You know about the benefits of exercise, how it can make you healthier, feel better, look better, and even live longer — that’s why you exercise, right? But did you know that every time you exercise, you force your body to manufacture free radicals — substances implicated in heart disease, cancer, and even aging? Sounds like a contradiction in terms, doesn’t it?

children, splash, asia, free radicals
Photo by sasint

Before you start thinking that exercise is bad for you, which it isn’t (unless you have some medical issues — always consult your physician before beginning an exercise program), realize that along with the many benefits of exercise are some potentially harmful effects — more specifically, an increase in the formation of dangerous free radicals.

Where do free radicals come from?

It’s in the air. The problem stems from Oxygen — the stuff we can’t live without. Of the oxygen we breathe in, a tiny portion (a few percent or less) is used to form small but potentially damaging free radicals. Some of these highly reactive free radicals are actually needed by the body to form essential substances, such as prostaglandins. Still, the rest of the free radicals can cause havoc throughout the body if they aren’t neutralized. Since the amount of free radicals formed in the body is directly proportional to the amount of oxygen we ingest, exercise increases the synthesis of these damaging molecules.

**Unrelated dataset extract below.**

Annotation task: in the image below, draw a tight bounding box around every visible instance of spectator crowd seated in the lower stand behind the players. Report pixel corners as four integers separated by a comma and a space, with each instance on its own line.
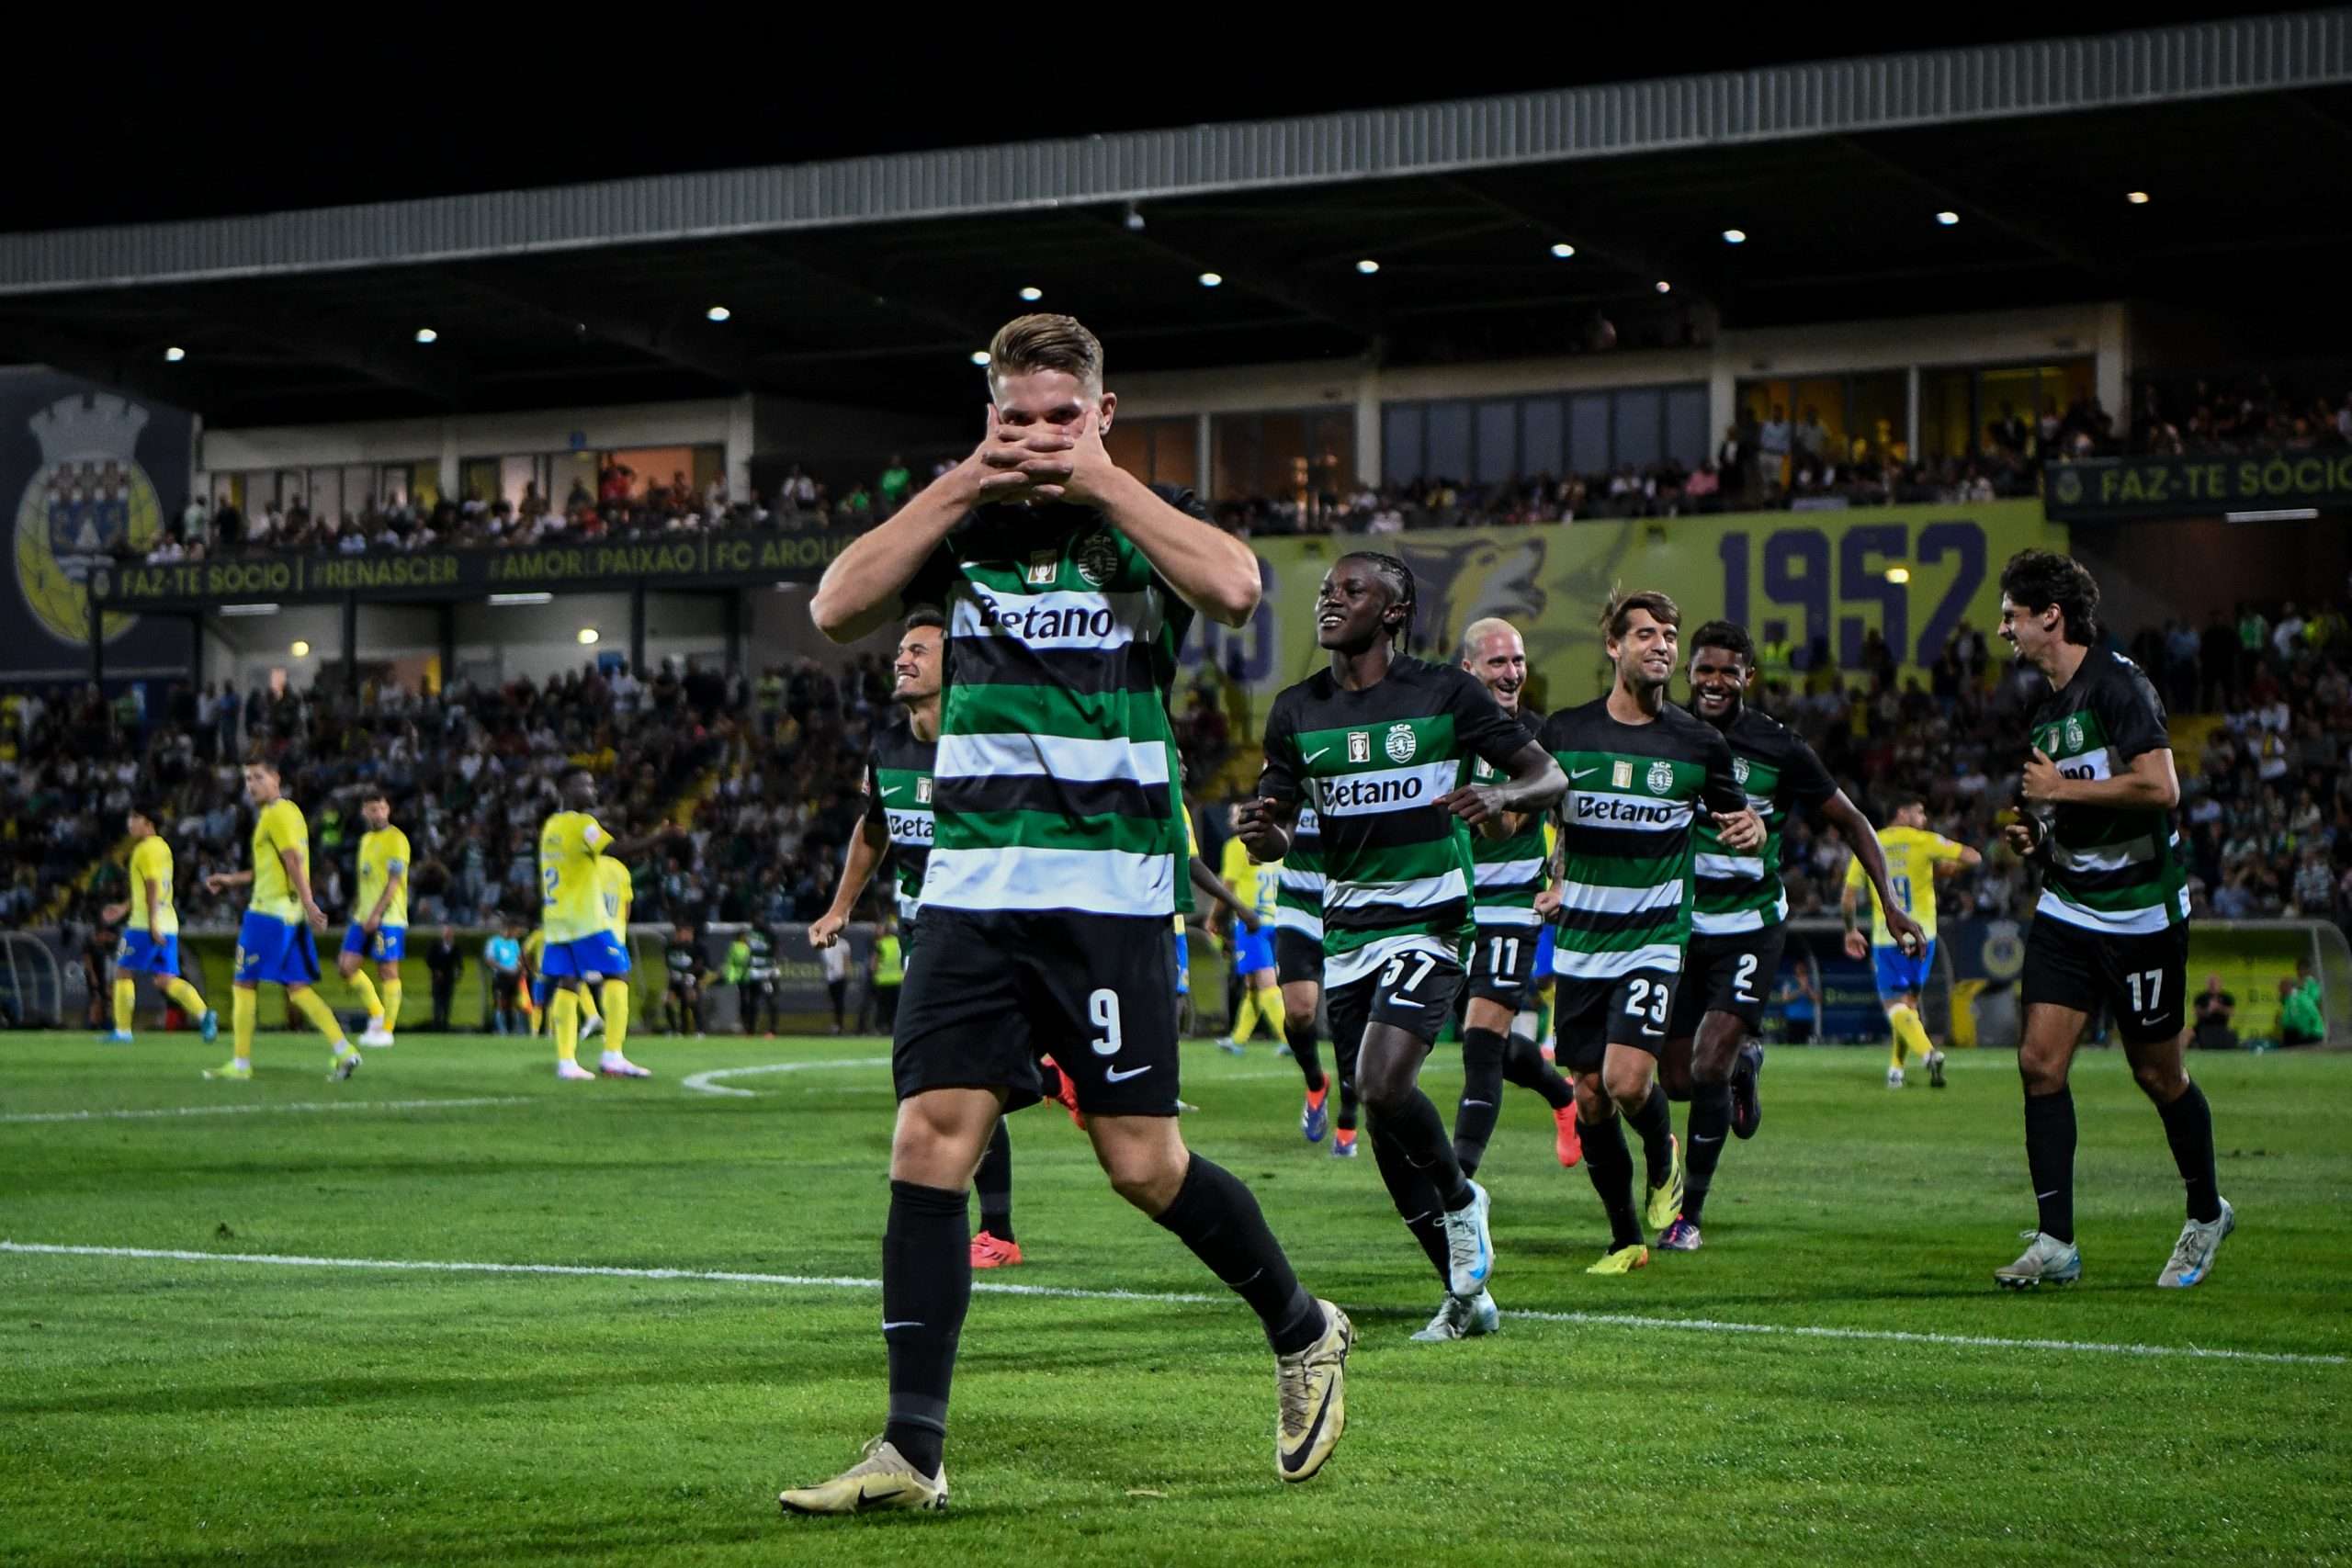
14, 604, 2352, 964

red light ball illustration, free radicals
Photo by Zoltan Tasi

One example of free radical damage is the oxidation of cholesterol in low-density lipoproteins. When the cholesterol becomes oxidized by free radicals, it has a much better chance of sticking to the arterial walls, increasing the risk of heart disease.

What to do:

Use antioxidants. What are antioxidants? The solution to the problem created by free radicals is clear and simple. Ingest more antioxidants such as vitamins C, E, and Beta-carotene. The rationale is simple — since free radicals are formed due to oxygen, they exert their detrimental effect by oxidizing essential components of the cell, such as the cell membrane, receptors, enzymes, and even DNA — the cell’s genetic material.

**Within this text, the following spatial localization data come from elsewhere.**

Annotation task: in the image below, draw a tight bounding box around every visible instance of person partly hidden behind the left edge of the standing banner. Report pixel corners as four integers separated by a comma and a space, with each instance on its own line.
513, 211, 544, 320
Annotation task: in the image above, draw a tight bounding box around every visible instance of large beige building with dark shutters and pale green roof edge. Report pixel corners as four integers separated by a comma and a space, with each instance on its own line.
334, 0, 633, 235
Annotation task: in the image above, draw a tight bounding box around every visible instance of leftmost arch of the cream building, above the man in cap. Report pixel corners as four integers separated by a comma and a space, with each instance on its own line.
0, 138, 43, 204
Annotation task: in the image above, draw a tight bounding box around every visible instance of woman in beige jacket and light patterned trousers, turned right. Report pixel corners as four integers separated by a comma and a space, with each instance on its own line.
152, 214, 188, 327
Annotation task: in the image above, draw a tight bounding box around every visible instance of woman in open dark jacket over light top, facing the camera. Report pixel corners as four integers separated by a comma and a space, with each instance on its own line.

The only way to stop this damaging oxidation process is to ensure that you have plenty of antioxidants.  Vitamin C was shown to inhibit the growth of T-lymphocytes (HIV-infected immune cells). In relation to cancer, vitamin C inhibited the growth of certain tumors, prolonging the life of animals with cancer and decreasing the radiation damage resulting from chemotherapy. All this points to increased longevity.

The take-home lesson

Ensure you’re ingesting at least 500 mg of vitamin C, 100 iu of vitamin E, and 10,000 IU of Beta-carotene — proven optimal amounts. You can easily acquire these vitamin C and Beta-carotene levels by eating at least 5-7 servings of fruits and vegetables daily or taking a chewable vitamin C tablet. And don’t forget to eat one medium size carrot a day. For example, one carrot contains approximately 20,000 iu of Beta-carotene, while one orange contains about 70 mg of vitamin C.

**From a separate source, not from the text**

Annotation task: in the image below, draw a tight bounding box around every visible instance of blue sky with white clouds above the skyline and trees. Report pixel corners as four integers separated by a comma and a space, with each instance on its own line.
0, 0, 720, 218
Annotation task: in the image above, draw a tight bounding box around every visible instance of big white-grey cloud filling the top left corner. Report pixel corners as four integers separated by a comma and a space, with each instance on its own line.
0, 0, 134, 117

Vitamin E intake, however, is a different story. In fact, to obtain what many feel is an optimal level requires taking a supplement of vitamin E. Of course, this depends on whether you are presently taking these supplements. If you are, check them to see how much vitamin E they contain. If you get at least 100 iu daily, you do not need to take a separate vitamin E supplement. If not, you should switch your multiple vitamins to one with more or just take a particular vitamin E supplement.

You don’t need massive amounts — 100 or 200 IU capsules will do just fine. And remember, since vitamin E is a fat-soluble vitamin, you will absorb more of it if you ingest it with meals. Exercise, don’t oxidize.